In a recent learning project i was implementing a XML-parser in c. After benchmarking my naive implementation on a 12M XML-file i stumbled over something very interesting. The function using 99% of my time was strlen even though it was only called in a couple of locations. I could figure out, that it was called on really large substrings for every token.

Screenshot eines Hotspot performance profilers, der zeigt, die strlen 95% der Laufzeit einnimmt

Because i did not really care for the actual length but just compared it i decided to try out a naive implementation which would directly compare the length of a string instead of calculating it hoping it would abort faster than the glibc strlen function takes.

I need to note, that the code was compiled without any optimization and with address sanitizer.

Because I haven't seen this behavior anywhere else addressed, I came up with the following functions.
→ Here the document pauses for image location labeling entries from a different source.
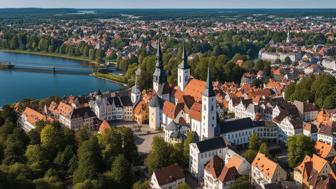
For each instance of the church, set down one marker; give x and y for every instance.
(188, 106)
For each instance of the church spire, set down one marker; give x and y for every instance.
(208, 86)
(159, 61)
(184, 64)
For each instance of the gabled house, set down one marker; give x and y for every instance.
(324, 150)
(219, 175)
(264, 171)
(167, 178)
(311, 171)
(29, 119)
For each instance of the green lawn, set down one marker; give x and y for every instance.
(112, 77)
(79, 58)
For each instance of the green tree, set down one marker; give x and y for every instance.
(130, 150)
(122, 172)
(160, 156)
(141, 185)
(92, 55)
(288, 61)
(36, 159)
(241, 183)
(264, 149)
(89, 161)
(249, 155)
(254, 142)
(110, 143)
(191, 138)
(51, 139)
(87, 184)
(183, 186)
(298, 147)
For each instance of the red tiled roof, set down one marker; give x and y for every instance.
(168, 174)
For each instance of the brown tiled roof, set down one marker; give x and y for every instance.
(195, 111)
(170, 109)
(235, 161)
(322, 149)
(140, 106)
(33, 116)
(195, 89)
(326, 182)
(168, 174)
(265, 165)
(228, 174)
(312, 128)
(214, 166)
(64, 109)
(103, 126)
(310, 168)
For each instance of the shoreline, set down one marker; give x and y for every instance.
(113, 78)
(124, 84)
(53, 55)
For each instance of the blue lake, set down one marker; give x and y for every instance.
(16, 85)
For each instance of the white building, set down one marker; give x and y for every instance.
(29, 118)
(167, 178)
(238, 131)
(113, 107)
(201, 152)
(329, 63)
(78, 118)
(191, 103)
(264, 171)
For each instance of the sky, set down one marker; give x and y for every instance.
(168, 3)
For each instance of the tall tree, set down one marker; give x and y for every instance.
(89, 161)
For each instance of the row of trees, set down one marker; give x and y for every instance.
(32, 42)
(318, 89)
(56, 157)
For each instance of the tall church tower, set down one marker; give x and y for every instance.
(288, 40)
(183, 71)
(159, 76)
(135, 92)
(209, 116)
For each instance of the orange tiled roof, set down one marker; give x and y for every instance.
(170, 109)
(103, 126)
(322, 149)
(215, 166)
(195, 89)
(265, 165)
(33, 116)
(140, 107)
(64, 109)
(317, 163)
(235, 161)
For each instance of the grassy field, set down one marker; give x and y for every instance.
(111, 77)
(79, 58)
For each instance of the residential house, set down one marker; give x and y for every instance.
(29, 119)
(112, 107)
(307, 111)
(167, 178)
(324, 150)
(310, 130)
(103, 127)
(218, 175)
(312, 171)
(264, 171)
(238, 131)
(202, 152)
(140, 112)
(78, 118)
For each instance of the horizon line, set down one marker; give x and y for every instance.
(182, 8)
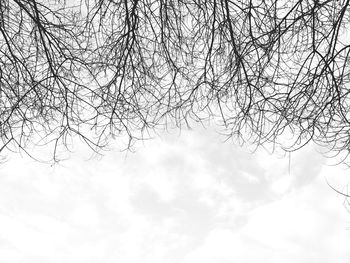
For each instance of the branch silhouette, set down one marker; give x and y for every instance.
(100, 69)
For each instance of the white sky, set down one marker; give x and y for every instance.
(187, 199)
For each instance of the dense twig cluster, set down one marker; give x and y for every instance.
(103, 68)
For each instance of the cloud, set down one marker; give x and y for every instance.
(179, 199)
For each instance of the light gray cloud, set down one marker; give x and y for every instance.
(178, 200)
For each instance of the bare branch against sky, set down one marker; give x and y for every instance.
(100, 69)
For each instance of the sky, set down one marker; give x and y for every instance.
(177, 199)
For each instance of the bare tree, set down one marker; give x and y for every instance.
(101, 68)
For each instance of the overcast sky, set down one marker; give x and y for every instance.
(189, 198)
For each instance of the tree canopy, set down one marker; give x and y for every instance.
(101, 68)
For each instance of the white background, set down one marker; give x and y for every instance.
(188, 198)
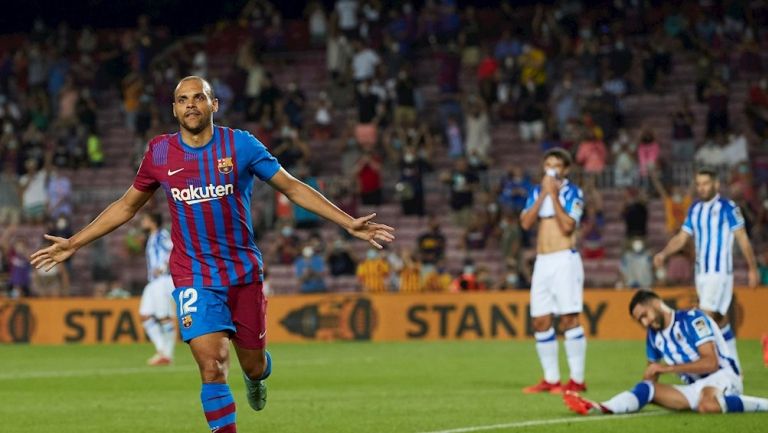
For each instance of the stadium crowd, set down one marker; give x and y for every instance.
(559, 75)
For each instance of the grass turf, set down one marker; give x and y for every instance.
(338, 387)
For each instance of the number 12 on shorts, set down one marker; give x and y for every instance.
(187, 299)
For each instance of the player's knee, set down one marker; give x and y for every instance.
(541, 324)
(213, 369)
(709, 405)
(255, 367)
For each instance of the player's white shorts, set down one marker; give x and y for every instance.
(715, 291)
(557, 285)
(157, 298)
(725, 380)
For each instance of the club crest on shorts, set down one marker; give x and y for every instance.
(225, 165)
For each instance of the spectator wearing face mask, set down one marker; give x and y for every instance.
(636, 265)
(373, 272)
(310, 270)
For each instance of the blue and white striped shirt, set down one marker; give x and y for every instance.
(679, 342)
(570, 197)
(712, 224)
(158, 252)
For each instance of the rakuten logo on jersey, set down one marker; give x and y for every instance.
(200, 194)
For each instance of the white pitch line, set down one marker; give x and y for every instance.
(538, 422)
(140, 370)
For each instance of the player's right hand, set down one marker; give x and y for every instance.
(47, 258)
(658, 260)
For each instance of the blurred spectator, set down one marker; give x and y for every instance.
(292, 150)
(364, 61)
(467, 281)
(756, 107)
(303, 218)
(454, 138)
(593, 223)
(436, 279)
(711, 153)
(648, 152)
(513, 188)
(310, 270)
(294, 105)
(683, 144)
(59, 195)
(531, 106)
(462, 182)
(431, 244)
(340, 260)
(410, 274)
(286, 246)
(410, 188)
(635, 214)
(347, 12)
(592, 155)
(624, 166)
(636, 265)
(318, 23)
(372, 272)
(476, 234)
(478, 129)
(676, 202)
(94, 149)
(10, 200)
(565, 102)
(368, 172)
(405, 98)
(736, 148)
(716, 96)
(34, 195)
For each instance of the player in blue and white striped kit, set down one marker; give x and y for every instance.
(714, 222)
(690, 344)
(157, 305)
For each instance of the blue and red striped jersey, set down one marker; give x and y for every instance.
(208, 190)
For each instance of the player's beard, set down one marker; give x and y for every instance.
(205, 122)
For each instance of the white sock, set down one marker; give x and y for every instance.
(631, 401)
(546, 346)
(576, 350)
(155, 333)
(169, 338)
(730, 339)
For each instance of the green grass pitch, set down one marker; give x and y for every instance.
(339, 387)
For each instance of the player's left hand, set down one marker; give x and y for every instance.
(653, 371)
(752, 279)
(367, 230)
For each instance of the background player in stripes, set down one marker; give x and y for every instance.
(557, 285)
(206, 172)
(690, 344)
(156, 307)
(714, 222)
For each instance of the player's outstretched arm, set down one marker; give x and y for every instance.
(115, 215)
(674, 245)
(749, 255)
(310, 199)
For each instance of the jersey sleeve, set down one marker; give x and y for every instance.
(261, 163)
(574, 205)
(145, 180)
(698, 328)
(734, 217)
(688, 223)
(651, 352)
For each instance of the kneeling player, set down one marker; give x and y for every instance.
(691, 345)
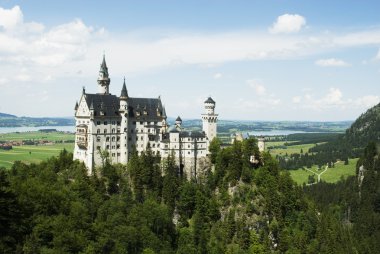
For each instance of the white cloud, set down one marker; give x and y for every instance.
(367, 101)
(296, 99)
(331, 62)
(257, 86)
(288, 23)
(378, 55)
(10, 18)
(217, 75)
inline static bool strlen_gt(const char* str, int cmp) {
    while(*str != '\0') {
        if(cmp == 0) return true;
        cmp--;
        str++;
    }
    return false;
}
inline static bool strlen_ge(const char* str, int cmp) {
    while(*str != '\0') {
        if(cmp == 0) return true;
        cmp--;
        str++;
    }
    return cmp == 0;
}

Normal unoptimizeed strlen has the runtime len(str) whereas this implementation has the runtime min(len(str), cmp). Especially for cases with really long strings and smaller values to be compared to the benefits this implementation shine.